Salgın sırasında seks işçileri devlet desteği alamamıştı.

12 yıl boyunca eskortluk yapan Victoria, bugün Belçika Seks İşçileri Sendikası’nın başkanlığını yapıyor.

Onun için bu kişisel de bir mücadeleydi.

Victoria, seks işçiliğini bir sosyal hizmet olarak görüyor ve cinsel ilişkinin tüm hizmetin yüzde 10’unu oluşturduğunu savunuyor.

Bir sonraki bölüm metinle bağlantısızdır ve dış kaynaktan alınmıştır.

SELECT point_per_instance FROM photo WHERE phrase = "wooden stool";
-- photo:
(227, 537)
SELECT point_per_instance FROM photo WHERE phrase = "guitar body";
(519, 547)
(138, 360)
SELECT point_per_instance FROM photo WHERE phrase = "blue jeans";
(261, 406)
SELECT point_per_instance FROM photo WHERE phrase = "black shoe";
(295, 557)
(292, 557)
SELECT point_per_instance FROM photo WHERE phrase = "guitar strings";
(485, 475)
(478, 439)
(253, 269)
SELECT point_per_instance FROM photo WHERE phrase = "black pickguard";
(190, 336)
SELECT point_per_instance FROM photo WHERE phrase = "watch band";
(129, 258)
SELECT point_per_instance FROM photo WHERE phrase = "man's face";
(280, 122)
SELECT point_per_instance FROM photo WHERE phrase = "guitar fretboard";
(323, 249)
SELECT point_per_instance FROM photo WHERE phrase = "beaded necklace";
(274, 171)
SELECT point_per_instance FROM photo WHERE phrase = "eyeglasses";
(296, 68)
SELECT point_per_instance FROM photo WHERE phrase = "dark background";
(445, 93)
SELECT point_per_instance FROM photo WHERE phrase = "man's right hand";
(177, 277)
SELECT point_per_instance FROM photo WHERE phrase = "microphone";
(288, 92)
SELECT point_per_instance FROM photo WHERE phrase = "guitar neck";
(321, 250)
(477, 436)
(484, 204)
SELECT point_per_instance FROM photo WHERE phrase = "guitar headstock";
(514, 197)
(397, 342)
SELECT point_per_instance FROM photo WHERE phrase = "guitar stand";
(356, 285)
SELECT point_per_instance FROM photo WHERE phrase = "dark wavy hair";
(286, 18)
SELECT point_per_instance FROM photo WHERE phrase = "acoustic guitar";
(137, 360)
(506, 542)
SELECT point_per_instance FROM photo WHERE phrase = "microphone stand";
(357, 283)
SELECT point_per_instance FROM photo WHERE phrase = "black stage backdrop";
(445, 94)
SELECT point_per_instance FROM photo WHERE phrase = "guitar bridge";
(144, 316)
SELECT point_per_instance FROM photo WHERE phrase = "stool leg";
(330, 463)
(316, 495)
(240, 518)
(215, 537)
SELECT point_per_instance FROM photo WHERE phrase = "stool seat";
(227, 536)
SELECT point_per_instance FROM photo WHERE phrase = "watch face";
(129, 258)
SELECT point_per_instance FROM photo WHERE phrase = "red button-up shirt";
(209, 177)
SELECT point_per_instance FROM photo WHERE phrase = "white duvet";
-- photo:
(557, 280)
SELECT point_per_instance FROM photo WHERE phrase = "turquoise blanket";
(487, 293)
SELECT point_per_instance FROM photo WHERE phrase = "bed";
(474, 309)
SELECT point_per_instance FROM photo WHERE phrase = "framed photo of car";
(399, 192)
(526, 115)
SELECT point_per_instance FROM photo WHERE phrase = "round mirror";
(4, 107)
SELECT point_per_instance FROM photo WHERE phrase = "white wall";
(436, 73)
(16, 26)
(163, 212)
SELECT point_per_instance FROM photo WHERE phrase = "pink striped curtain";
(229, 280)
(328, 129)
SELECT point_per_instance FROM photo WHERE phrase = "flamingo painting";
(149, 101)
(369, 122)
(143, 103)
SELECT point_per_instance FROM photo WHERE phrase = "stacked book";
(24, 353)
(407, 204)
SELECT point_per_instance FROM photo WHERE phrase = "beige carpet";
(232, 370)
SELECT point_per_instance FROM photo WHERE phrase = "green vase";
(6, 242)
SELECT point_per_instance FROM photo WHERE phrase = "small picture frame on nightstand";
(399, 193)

“İnsanlara ilgi gösteriyoruz, hikayelerini dinliyoruz, beraber pasta yiyoruz, vals müziğiyle dans ediyoruz. Sonuçta, bu yalnızlığı gidermekle ilgili diyor.”

Seks işçiliğinin yasallaşması öncesi zorluklarla karşı karşıyaydı. Güvenli bir çalışma ortamı yoktu, müşterilerini seçemiyordu ve aracı ajanslar kazancından büyük pay elde ediyordu.

Victoria, onu takıntı haline getiren bir müşterisinin tecavüzüne uğradığını da anlatıyor.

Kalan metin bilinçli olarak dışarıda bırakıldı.